[PATCH 0/3] xfs: allocation worker causes freelist buffer lock hang
Mark Tinguely
tinguely at sgi.com
Tue Sep 25 10:14:16 CDT 2012
On 09/24/12 19:56, Dave Chinner wrote:
> On Mon, Sep 24, 2012 at 01:09:04PM -0500, Mark Tinguely wrote:
>>> From bpm at sgi.com Mon Sep 24 12:11:59 2012
>>> Date: Mon, 24 Sep 2012 12:11:59 -0500
>>> From: Ben Myers<bpm at sgi.com>
>>> To:<tinguely at sgi.com>
>>> Subject: Re: [PATCH 0/3] xfs: allocation worker causes freelist buffer lock
>>> hang
>>> Cc:<xfs at oss.sgi.com>
>>>
>>> Hi Mark,
>>>
>>> On Wed, Sep 19, 2012 at 11:31:33AM -0500, tinguely at sgi.com wrote:
>>> ...
>>>> I traced the callers of xfs_alloc_vextent(), noting transaction creation,
>>>> commits and cancels; I noted loops in the callers and which were marked
>>>> as metadata/userdata. I can send this document to reviewers.
>>>
>>> I'd like to see the doc of xfs_alloc_vextent callers and which of them loop.

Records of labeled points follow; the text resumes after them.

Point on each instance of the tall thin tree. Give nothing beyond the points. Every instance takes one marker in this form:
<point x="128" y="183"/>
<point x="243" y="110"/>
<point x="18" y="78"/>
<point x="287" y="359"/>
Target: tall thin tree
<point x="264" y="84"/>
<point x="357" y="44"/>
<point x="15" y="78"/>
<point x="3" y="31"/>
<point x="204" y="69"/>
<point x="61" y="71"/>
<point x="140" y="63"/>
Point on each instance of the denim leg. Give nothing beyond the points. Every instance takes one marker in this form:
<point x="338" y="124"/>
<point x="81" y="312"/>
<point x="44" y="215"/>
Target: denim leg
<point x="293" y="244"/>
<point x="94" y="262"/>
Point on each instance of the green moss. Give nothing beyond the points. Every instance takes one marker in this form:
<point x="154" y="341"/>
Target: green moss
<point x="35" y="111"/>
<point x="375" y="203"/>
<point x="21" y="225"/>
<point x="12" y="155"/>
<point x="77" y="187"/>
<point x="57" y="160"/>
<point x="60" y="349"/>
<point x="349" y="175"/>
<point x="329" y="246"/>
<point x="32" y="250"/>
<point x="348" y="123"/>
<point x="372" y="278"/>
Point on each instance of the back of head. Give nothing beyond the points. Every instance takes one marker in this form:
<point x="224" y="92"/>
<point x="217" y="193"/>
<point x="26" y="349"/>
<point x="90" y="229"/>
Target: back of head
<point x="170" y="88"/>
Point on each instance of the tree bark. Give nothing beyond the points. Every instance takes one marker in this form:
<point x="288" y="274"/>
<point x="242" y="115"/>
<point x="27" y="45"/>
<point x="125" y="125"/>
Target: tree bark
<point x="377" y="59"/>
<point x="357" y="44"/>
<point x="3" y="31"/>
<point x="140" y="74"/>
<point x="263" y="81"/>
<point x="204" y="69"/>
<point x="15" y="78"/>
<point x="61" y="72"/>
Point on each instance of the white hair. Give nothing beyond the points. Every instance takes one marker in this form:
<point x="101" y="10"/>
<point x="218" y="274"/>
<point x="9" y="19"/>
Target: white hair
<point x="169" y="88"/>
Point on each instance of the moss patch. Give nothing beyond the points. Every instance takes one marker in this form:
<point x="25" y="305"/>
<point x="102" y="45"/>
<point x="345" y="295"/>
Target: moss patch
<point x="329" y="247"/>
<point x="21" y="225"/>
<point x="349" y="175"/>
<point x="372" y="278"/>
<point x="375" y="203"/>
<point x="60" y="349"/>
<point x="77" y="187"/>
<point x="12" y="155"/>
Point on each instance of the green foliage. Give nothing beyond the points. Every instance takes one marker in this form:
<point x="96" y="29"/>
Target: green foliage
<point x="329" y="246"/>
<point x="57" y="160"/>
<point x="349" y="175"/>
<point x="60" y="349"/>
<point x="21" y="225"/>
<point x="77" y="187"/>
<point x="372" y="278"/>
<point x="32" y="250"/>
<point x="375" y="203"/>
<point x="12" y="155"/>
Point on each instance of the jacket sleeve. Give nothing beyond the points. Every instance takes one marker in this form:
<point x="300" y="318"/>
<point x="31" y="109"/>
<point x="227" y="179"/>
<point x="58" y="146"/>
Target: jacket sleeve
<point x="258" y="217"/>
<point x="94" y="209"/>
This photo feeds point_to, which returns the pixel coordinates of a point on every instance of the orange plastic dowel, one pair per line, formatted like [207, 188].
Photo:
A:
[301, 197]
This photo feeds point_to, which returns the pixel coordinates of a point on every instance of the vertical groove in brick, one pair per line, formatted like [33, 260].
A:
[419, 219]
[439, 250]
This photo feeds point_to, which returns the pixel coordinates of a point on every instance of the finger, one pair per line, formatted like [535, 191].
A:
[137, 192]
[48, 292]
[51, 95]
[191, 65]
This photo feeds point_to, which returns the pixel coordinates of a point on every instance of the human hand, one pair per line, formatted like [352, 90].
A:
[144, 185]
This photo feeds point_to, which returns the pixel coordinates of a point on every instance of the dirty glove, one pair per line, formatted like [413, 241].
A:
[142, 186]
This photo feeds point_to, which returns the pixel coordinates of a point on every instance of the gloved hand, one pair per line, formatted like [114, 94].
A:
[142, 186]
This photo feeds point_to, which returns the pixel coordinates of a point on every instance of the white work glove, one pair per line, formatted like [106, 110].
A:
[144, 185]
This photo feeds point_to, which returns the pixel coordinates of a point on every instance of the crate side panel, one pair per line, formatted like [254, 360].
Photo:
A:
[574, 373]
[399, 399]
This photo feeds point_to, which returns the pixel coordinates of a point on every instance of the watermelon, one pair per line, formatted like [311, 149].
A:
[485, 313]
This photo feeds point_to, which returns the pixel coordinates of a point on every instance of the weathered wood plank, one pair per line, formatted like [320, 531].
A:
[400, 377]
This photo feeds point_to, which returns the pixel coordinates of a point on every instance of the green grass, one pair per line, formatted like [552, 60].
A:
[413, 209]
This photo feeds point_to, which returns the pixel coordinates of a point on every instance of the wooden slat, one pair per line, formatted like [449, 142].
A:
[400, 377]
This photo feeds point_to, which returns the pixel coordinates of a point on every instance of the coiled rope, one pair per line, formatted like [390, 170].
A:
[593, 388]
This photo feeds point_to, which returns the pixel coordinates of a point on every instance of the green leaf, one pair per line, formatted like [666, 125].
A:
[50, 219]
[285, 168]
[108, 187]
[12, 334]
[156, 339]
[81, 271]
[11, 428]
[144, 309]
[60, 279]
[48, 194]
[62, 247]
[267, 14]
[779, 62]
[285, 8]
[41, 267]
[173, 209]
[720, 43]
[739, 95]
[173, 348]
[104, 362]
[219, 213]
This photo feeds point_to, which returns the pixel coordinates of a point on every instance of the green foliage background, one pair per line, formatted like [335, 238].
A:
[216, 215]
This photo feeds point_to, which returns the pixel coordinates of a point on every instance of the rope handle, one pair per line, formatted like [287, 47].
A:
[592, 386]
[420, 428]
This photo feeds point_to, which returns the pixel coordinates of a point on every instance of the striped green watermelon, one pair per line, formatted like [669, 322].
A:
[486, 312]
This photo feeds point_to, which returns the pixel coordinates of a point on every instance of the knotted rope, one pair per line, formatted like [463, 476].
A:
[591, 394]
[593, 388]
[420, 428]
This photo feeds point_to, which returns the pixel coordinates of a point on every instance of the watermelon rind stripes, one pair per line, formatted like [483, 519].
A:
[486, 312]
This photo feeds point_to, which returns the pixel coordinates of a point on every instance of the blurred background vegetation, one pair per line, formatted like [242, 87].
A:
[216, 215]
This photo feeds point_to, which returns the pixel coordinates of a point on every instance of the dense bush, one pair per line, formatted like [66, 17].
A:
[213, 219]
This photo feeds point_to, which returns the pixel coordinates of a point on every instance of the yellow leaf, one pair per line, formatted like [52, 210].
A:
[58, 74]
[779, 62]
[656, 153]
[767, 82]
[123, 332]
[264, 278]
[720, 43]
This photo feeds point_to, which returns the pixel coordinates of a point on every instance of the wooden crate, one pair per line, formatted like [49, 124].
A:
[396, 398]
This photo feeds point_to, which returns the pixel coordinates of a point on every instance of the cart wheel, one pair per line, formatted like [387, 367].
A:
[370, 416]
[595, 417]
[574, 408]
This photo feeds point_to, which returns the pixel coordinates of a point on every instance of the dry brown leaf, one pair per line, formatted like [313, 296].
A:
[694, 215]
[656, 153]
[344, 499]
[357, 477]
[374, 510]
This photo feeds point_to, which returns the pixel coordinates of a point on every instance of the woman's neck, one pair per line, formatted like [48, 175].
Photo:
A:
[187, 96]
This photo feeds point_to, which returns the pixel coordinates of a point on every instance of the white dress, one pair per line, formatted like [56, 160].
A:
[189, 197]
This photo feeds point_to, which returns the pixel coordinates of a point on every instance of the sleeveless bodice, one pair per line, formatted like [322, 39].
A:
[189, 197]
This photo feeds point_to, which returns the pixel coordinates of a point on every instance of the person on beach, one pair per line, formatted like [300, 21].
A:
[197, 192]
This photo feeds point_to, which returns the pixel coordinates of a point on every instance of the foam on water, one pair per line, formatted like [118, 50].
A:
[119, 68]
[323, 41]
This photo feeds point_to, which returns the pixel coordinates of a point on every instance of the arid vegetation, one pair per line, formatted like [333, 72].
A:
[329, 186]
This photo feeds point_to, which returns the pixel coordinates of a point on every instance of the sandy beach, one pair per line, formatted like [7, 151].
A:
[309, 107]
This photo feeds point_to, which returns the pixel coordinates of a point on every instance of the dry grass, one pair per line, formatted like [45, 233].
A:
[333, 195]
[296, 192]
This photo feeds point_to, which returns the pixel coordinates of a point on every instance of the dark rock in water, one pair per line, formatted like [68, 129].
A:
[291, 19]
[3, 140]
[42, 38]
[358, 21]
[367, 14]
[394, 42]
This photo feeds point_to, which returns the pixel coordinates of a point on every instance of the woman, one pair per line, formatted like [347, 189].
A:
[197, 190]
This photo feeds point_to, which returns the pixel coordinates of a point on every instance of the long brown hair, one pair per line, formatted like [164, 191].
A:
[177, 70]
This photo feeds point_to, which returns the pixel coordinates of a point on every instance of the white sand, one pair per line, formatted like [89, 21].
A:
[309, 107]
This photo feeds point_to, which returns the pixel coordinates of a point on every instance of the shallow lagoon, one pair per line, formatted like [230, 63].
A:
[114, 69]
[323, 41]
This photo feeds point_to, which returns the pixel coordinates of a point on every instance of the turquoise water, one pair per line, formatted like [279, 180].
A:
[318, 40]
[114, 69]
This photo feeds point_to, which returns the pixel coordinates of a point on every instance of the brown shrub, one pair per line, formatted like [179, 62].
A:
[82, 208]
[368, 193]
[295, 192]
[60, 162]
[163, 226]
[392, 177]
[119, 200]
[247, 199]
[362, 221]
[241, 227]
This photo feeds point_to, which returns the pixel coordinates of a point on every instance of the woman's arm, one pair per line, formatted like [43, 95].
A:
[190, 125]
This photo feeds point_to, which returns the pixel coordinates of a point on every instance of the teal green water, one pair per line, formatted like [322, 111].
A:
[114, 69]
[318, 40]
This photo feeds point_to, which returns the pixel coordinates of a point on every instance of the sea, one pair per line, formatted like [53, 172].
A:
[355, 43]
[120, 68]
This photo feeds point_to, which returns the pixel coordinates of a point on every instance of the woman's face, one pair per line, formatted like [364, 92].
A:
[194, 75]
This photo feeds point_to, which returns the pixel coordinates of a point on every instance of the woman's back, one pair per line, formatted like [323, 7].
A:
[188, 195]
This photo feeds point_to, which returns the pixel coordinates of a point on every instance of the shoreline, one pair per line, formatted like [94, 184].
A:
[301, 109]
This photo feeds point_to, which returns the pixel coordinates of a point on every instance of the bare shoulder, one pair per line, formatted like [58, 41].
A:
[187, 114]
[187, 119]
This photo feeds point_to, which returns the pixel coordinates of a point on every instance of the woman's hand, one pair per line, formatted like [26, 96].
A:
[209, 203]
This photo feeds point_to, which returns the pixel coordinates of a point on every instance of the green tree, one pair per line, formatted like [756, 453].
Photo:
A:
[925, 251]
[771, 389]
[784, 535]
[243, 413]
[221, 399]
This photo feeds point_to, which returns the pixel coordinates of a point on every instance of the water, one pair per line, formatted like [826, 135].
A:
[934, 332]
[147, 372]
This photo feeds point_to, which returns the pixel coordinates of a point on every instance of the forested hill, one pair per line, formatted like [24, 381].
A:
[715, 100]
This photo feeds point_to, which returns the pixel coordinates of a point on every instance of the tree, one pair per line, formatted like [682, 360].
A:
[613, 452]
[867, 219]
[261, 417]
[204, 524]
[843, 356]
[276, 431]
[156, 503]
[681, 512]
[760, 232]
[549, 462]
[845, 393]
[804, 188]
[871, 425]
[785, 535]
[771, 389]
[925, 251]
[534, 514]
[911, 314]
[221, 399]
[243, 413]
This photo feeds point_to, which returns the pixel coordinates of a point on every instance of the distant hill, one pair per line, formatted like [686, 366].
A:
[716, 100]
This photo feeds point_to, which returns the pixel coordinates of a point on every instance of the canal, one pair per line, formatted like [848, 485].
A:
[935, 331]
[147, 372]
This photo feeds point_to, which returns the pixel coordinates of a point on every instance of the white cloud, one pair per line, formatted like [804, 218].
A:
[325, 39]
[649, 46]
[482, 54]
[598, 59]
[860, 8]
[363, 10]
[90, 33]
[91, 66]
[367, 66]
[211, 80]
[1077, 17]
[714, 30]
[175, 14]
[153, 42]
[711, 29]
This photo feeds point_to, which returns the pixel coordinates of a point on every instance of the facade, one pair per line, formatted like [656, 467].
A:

>>> Can you post your doc to the list?
>>>
>>> Regards,
>>> Ben
>>
>>
>> Here are the Linux 3.6.x callers of xfs_alloc_vextent() stopping at the
>> transaction commit/cancel level.
>>
>> XFS_BMAPI_METADATA *not* being set implies user data.
>>
>> Userdata being set is the community designated indication that an allocate
>> worker is needed to prevent the overflow of the kernel stack.
>>
>> Calling xfs_alloc_vextent() several times with the same transaction can cause
>> a dead lock if a new allocation worker can not be allocated. I noted where the
>> loops occur. xfs_alloc_vextent() can call itself, those calls must be in the
>> same allocation worker.
>>
>> As a bonus, consolidating the loops into one worker actually gives a slight
>> performance advantage.
>
> Can you quantify it?
I was comparing the bonnie and iozone benchmarks outputs. I will see if
someone can enlighten me on how to quantify those numbers.
>
>> Sorry this is wider than 80 characters wide.
>> ---
>> xfs_bmap_btalloc(xfs_bmalloca_t)
>> ! xfs_bmap_alloc(xfs_bmalloca_t)
>> ! ! xfs_bmapi_allocate(xfs_bmalloca_t, ...)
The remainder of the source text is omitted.